I have tried to create an “infrastructure” for eliciting reasonable beta priors with the following function in R:
beta_prior <- function(lb = 0.25, ub = 0.75, ci = 0.95) {
out <- optim(c(2, 2),
function(v) abs( (pbeta(ub, v[1], v[2]) - pbeta(lb, v[1], v[2])) - ci ))
return(out$par)
}
While specifying a lower and upper bound of an arbitrary confidence interval may help to elicit somewhat reasonable priors from experts, it’s still an abusable practice that I’d prefer to avoid if possible.
Suspicions
Based on my understanding of the model’s behavior, the current specification is too flexible with priors that do not provide sufficient information to identify the model.
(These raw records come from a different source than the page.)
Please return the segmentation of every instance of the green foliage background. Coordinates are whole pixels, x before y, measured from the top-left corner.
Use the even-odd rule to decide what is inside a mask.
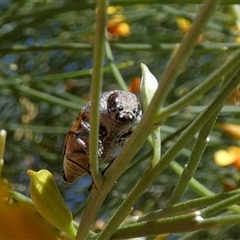
[[[134,77],[141,76],[141,63],[146,64],[157,78],[161,76],[184,37],[177,19],[182,17],[192,21],[200,6],[184,1],[175,4],[111,1],[110,5],[118,7],[109,18],[124,16],[123,21],[130,27],[129,36],[110,40],[114,63],[121,66],[127,85]],[[29,194],[26,170],[47,168],[54,174],[73,213],[79,216],[89,194],[87,189],[91,179],[87,176],[73,185],[62,183],[62,149],[66,133],[91,91],[95,3],[90,0],[3,1],[0,11],[0,127],[8,134],[3,176],[18,191]],[[167,103],[173,103],[190,92],[239,49],[237,21],[240,21],[240,15],[234,15],[233,5],[224,4],[224,1],[218,5],[204,30],[203,41],[196,46],[172,86]],[[108,67],[110,62],[105,58],[103,91],[121,88]],[[178,138],[173,133],[196,118],[217,88],[211,91],[198,99],[196,106],[167,119],[162,127],[162,138],[171,138],[164,142],[163,152]],[[233,106],[226,109],[220,114],[218,123],[239,123],[239,109]],[[216,150],[238,144],[224,136],[216,124],[195,178],[215,193],[222,192],[223,184],[228,181],[238,186],[237,170],[220,168],[213,161]],[[177,156],[176,160],[182,166],[186,164],[191,149],[190,142]],[[107,220],[115,211],[147,168],[150,157],[150,146],[146,143],[109,193],[99,217]],[[137,202],[135,209],[147,213],[163,207],[177,179],[172,170],[165,170]],[[196,196],[189,189],[183,200]],[[181,236],[181,239],[188,239],[187,235]],[[168,239],[179,237],[171,235]],[[237,226],[227,226],[198,232],[194,239],[203,237],[238,239],[240,232]]]

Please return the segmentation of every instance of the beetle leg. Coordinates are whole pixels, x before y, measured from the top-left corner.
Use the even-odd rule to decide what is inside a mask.
[[[89,137],[89,133],[88,132],[81,132],[81,131],[77,131],[74,133],[76,140],[78,142],[79,145],[81,145],[83,148],[87,148],[87,144],[85,143],[84,140],[82,140],[82,137],[88,138]]]
[[[103,155],[104,147],[101,140],[98,140],[98,157]]]
[[[105,172],[108,170],[108,168],[113,164],[114,160],[116,159],[117,157],[115,157],[114,159],[111,160],[111,162],[103,169],[102,171],[102,176],[104,176]]]
[[[90,124],[86,120],[81,121],[81,126],[86,132],[90,132]]]
[[[120,136],[120,138],[118,138],[117,142],[118,144],[123,147],[125,145],[125,143],[127,142],[127,140],[130,138],[132,134],[132,131],[129,131],[127,133],[124,133],[122,136]]]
I’ve tried a few things to impose more constraints on the model, but they haven’t worked so far. I’ve tried specifying sensitivity and specificity as logits as used here (http://www.stat.columbia.edu/~gelman/research/unpublished/specificity.pdf) and also using the \lambda and \phi parameterization discussed in the User Guide (24.2 Reparameterizations | Stan User’s Guide).
My hunch is that there’s extra information within the inherent interrelationships of sensitivity, specificity, and prevalence that could be used to separate those parameters and coax the model into mixing better (and avoiding the cases where the outputs of sensitivity and specificity are both ~0.50). Unfortunately, this model exceeds my mathematical knowledge and is constructed purely theoretically based on my understanding of the problem.
Based on these observations, here are my questions:
-
Is there a reasonable/simple constraint(s) that can be added to the model that could identify it?
-
Are there better hyperpriors that could encourage better mixing of chains?
-
Is there another way of approaching the problem that might be more efficient/robust to generalization from known to unknown diagnostic error? Other approaches to the problem (that I’ve seen) have treated the matter as a latent class model with computation of sensitivity and specificity done on the back-end. Perhaps that’s an easier/more appropriate general solution (e.g., using predictors + error-in-variable diagnoses to inform class membership?). I’ve avoided this as clinical diagnoses are themselves important endpoints (e.g., for treatment options, access to services, etc.), so I like the idea of predicting those outcomes more accurately than dealing with the problem of selecting the number of latent classes to extract and then validating that the classes are meaningful.